More than 100 kids seized from Alberta drug houses

More than 100 kids have been apprehended from drug houses or drug dealers in Alberta since the province introduced Canada’s first legislation to protect youngsters from such situations.

EDMONTON — More than 100 kids have been apprehended from drug houses or drug dealers in Alberta since the province introduced Canada’s first legislation to protect youngsters from such situations.

“Essentially, drug activity has been increasing — unfortunately, innocent kids are often caught up in the middle of it,” said Alberta Children and Youth Services spokeswoman Lisa Elliot.

The legislation, enacted in November 2006, is designed to protect children from parents or caregivers who put them at risk by drug trafficking or manufacturing.

“It makes it clear, this is a form of child abuse, these kids need protection,” Elliott said.

Drug houses can expose children to toxic mould, pesticides and herbicides. There’s also the peril of a criminal lifestyle.”

And the cases are heartbreaking, said Delaney — toddlers in homes where drugs are in easy reach, children sleeping in bedrooms with hanging electrical wires and newborns found amid toxic levels of mould.

“Unfortunately, we’ve seen them as young as they come,” Delaney said.

The law allows workers to take a child into custody for up to 48 hours. They can also apply for temporary guardianship, if needed.

More than half of the children seized are from the Calgary area.

“That’s a huge number out of the Calgary region,” said Child and Family Services spokeswoman Dawn Delaney.

She said the Calgary numbers speak to good collaboration between child welfare workers and police — and also the sheer volume of drugs.

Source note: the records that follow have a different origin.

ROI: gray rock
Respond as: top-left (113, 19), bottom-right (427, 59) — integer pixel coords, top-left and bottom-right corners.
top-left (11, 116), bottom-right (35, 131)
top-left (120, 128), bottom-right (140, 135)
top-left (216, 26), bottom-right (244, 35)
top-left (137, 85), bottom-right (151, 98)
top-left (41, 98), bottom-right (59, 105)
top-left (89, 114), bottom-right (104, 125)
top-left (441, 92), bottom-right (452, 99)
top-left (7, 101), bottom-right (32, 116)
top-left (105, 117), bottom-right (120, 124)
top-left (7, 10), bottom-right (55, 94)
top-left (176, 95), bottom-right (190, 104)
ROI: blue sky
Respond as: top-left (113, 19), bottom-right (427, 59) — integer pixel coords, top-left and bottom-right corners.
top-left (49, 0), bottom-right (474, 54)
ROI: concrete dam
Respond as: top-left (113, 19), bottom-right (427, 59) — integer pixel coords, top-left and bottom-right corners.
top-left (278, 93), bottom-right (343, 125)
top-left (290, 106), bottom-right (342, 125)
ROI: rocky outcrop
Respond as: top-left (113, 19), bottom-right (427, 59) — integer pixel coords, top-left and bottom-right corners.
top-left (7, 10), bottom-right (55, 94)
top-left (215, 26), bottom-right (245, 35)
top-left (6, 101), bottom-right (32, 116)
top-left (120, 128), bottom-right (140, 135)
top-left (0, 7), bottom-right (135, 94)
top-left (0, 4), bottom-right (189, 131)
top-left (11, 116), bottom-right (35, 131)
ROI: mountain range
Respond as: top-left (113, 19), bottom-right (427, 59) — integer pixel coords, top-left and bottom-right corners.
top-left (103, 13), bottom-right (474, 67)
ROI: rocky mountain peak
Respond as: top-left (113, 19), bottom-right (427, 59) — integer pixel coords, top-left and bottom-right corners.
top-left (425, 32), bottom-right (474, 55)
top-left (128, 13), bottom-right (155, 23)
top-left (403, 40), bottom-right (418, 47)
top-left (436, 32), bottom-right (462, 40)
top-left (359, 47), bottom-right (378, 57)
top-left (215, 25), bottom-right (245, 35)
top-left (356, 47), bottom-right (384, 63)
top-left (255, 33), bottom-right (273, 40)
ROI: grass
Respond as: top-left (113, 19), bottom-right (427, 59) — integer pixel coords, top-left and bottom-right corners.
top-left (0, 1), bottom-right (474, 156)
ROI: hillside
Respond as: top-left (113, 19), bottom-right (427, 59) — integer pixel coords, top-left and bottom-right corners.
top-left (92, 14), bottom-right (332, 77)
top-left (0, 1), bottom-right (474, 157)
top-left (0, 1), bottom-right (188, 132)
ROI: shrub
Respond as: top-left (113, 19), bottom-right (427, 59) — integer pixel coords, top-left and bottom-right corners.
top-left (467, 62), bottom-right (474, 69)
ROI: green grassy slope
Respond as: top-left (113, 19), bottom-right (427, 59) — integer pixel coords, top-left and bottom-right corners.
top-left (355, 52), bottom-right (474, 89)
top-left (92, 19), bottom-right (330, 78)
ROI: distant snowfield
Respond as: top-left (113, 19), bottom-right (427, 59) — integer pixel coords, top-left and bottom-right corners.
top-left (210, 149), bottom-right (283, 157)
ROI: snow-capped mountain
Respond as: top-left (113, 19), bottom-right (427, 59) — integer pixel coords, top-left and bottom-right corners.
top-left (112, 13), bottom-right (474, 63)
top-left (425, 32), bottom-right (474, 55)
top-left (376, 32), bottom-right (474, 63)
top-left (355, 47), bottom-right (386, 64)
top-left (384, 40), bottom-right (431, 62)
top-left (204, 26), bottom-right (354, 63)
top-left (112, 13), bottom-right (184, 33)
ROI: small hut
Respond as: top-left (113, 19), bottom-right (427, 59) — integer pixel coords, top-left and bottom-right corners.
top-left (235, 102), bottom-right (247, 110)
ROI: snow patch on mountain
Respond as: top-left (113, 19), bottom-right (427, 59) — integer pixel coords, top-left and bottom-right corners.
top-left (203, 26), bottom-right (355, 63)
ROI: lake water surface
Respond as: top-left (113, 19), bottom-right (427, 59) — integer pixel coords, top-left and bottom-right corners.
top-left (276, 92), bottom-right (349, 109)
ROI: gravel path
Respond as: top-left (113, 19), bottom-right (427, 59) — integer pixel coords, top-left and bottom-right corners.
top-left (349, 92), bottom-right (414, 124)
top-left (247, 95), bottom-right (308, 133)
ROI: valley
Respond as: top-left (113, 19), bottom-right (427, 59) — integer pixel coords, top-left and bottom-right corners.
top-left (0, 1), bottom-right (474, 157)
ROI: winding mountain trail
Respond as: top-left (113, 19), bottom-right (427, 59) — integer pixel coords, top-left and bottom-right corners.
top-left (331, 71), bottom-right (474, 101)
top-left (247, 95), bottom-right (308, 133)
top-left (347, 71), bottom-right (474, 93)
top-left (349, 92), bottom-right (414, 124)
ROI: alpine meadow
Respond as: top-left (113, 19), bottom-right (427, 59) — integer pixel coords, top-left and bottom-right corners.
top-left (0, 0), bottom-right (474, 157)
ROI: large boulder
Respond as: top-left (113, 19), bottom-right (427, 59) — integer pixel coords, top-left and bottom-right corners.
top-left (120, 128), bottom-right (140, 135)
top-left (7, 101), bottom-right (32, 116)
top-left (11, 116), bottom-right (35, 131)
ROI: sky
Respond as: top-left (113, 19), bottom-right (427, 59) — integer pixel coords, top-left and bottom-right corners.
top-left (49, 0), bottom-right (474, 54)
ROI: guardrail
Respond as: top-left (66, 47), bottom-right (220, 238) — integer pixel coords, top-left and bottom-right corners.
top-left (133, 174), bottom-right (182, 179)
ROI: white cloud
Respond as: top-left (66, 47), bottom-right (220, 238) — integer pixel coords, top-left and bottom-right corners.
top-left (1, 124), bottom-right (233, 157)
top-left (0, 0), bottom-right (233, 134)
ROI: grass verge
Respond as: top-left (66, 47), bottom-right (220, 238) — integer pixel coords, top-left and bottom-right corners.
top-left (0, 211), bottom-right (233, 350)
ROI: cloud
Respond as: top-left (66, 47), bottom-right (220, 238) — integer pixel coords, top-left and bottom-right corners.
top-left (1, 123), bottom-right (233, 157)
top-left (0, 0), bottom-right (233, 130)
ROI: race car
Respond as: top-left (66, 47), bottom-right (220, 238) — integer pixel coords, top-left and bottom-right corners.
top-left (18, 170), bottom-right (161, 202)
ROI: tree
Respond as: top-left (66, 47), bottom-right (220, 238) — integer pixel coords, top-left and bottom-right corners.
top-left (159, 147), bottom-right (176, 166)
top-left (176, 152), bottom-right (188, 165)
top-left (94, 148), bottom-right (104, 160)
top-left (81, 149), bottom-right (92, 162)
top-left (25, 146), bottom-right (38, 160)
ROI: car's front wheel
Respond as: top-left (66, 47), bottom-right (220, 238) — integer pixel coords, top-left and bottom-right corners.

In the first four months of 2009 alone police seized more than $28 million worth of pot plants in 37 grow-op busts in Calgary, compared with all of 2005 when $68 million worth was seized.

The law provides penalties of up to $25,000 in fines and/or imprisonment of up to two years.

However, there have been just nine charges laid across the province and no convictions, according to Alberta Justice statistics.

Still, child welfare workers say the act is working by getting kids out of harm’s way.

“Due to the fact we have apprehended 100-plus children provincially to date, I do feel this legislation is achieving its intended goal, removing children from unsafe environments,” said Delaney.